In a recent paper published in Europhysics News four respected physicists struggled to understand why and how the unprecedented structural failures of the World Trade Centre towers on 9/11 occurred other than through a controlled demolition. George Bush was facing an election. Subsequent fears for national security rallied support for the status quo and helped ensure victory. For an insight into how fear industries control and manage swathes of the population, watch the 2004 film ‘The Village’.

And yet rather than acknowledge how modern PR can work, the media denounces anyone questioning the authenticity of their version of news as a conspiracy theorist, a loony left peddler of lies, a fringe fanatic.

It has been suggested that perhaps the biggest fake marketing stunt of all time was the moon landing. Let’s look at the evidence. Teams of PRs and marketing people were hired by NASA for a national awareness campaign. On 20 July, 1969 at 20:18 UTC, 94% of all Americans turned on their TVs and were led to believe Apollo 11’s lunar module Eagle landed on the moon. Bill Clinton in his 2004 autobiography ‘My Life’ recounts how an old carpenter had told him he didn’t believe in the moon landing for a minute and that “them television fellers” could “make things look real that weren’t”. He said he wondered - once he’d been in power for eight years in Washington - whether the old man hadn’t been ahead of his time.
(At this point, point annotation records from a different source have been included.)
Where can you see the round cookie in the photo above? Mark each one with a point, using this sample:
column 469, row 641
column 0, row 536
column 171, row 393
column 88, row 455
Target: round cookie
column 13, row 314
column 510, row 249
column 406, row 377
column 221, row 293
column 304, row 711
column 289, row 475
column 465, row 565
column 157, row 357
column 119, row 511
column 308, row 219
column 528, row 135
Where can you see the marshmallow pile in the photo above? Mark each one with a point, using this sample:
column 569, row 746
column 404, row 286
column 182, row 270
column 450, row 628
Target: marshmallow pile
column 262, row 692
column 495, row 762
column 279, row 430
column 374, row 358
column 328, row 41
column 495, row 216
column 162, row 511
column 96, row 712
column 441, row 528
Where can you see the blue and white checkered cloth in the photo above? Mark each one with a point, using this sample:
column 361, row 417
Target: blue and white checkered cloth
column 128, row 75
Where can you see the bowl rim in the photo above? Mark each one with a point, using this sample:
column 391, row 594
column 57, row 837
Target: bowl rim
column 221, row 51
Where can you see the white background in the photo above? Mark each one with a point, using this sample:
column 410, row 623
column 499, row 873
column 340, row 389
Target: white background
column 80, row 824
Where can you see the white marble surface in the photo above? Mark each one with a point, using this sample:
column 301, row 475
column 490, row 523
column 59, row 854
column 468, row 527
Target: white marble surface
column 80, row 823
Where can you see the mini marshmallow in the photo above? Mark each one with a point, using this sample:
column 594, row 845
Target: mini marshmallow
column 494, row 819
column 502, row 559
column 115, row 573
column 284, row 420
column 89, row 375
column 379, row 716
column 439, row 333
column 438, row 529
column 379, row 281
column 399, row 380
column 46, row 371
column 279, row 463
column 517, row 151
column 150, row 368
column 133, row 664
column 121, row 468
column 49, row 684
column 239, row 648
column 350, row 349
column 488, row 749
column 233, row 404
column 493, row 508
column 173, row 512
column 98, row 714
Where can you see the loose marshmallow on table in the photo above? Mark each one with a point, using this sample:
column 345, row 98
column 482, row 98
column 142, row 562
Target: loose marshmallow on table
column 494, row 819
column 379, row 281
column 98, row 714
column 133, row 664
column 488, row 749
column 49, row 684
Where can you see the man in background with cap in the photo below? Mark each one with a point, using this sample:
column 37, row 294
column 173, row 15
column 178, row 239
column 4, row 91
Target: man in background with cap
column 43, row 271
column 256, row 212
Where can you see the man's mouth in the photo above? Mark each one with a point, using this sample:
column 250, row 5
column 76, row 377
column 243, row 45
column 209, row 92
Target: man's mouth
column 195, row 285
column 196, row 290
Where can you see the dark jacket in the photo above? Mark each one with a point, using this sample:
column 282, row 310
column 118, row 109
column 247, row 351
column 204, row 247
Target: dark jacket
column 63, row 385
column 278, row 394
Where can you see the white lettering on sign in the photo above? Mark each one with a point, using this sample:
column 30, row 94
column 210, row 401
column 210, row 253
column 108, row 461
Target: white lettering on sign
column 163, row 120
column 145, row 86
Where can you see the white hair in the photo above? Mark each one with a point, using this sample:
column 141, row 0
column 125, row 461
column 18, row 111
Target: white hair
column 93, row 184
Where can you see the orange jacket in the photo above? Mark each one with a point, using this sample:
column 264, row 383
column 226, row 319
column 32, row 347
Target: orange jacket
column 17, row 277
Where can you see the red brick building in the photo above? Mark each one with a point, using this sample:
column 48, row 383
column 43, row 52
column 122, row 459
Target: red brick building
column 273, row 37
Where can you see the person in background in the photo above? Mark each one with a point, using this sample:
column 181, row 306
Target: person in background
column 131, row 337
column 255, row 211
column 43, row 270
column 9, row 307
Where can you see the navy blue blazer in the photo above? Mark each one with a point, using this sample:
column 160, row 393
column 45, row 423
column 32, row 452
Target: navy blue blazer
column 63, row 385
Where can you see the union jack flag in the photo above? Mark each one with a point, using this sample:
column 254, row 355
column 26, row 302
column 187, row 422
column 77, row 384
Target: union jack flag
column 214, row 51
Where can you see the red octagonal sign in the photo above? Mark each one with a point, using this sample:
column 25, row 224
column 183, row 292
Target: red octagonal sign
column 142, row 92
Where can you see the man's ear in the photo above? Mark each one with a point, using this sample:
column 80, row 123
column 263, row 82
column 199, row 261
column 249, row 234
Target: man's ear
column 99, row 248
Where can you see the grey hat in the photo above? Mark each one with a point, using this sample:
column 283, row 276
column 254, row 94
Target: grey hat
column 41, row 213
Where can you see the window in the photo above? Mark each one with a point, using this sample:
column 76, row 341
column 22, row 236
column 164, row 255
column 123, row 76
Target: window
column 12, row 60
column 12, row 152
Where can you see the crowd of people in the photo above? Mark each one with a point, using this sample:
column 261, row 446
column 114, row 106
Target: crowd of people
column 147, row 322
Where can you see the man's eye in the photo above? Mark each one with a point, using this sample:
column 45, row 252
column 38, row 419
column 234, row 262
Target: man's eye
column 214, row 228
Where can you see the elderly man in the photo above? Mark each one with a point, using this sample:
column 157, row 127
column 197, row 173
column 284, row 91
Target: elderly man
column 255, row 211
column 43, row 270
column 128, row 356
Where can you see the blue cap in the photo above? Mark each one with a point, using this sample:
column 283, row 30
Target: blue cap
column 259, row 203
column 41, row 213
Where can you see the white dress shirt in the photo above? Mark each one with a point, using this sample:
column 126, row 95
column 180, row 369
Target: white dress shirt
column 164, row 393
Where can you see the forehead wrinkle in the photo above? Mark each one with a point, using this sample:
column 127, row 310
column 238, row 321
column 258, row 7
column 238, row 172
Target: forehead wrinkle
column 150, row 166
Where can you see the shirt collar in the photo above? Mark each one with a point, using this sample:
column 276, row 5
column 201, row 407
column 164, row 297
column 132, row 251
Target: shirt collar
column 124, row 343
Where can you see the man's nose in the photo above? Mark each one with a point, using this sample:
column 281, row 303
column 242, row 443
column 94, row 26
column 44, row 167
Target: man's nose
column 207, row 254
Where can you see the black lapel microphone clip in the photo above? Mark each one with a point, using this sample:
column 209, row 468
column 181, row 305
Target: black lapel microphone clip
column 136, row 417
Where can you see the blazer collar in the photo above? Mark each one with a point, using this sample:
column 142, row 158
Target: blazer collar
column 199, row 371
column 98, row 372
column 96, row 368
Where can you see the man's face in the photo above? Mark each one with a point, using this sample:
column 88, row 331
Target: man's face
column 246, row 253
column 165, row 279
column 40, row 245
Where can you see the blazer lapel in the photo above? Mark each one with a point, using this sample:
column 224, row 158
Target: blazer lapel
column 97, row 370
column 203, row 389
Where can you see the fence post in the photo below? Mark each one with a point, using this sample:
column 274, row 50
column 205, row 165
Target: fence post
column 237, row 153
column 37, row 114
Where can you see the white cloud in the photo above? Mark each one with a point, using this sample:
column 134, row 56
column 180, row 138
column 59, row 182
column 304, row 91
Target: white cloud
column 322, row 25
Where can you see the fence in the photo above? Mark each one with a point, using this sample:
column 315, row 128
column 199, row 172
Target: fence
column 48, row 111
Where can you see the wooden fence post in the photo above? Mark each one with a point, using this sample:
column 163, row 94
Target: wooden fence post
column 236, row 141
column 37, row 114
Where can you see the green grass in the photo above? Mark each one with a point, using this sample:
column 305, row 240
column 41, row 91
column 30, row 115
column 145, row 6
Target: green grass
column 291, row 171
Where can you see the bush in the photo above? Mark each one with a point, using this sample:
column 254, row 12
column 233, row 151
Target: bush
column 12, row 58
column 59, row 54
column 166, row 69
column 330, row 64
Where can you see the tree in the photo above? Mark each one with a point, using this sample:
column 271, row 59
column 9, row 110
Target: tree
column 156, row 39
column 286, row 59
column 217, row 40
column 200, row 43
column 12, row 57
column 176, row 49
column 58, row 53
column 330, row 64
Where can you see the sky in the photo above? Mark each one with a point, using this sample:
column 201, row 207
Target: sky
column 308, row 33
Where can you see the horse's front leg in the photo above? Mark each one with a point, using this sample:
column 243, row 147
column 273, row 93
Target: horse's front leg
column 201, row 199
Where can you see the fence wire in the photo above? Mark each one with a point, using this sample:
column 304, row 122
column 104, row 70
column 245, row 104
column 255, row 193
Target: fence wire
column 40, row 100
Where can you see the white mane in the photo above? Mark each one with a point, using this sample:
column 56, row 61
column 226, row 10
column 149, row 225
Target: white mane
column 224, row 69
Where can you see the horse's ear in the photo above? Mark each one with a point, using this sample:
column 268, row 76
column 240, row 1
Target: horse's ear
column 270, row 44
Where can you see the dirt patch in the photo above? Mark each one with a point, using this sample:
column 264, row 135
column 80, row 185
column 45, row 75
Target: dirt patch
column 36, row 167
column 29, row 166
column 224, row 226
We’re supposed to believe that back in 1969 we could just pop out to the moon like popping round to the corner shop and yet, nearly 50 years later, Sir Richard Branson is still struggling with his childhood dream to take tourists into space. Or could it just have been a ‘Big Swinging Dick’ attempt - all orchestrated from a Hollywood sound stage - to outdo Russia at the height of the Cold War and convince America that spending four per cent of the national budget on NASA’s space programme was a good idea?

Today the likes of Wikileaks and the internet ensure that nothing is ever covered up for long. Big data is now free to access for anyone who cares to look.

We believe the key these days is to question everything - but the truth is a lonely place. People prefer to pull the wool over their own eyes, lapping up stories that support their own prejudices and feed their fears.

Titillation, novelty, fakery, manufactured dissent and the culture of distraction reign supreme and are rampant within the PR industry, but let’s not confuse fake news and outright lies with spin.

To our mind, spin is an exaggeration of the truth or perhaps bias by omission. With spin, the truth is always in there.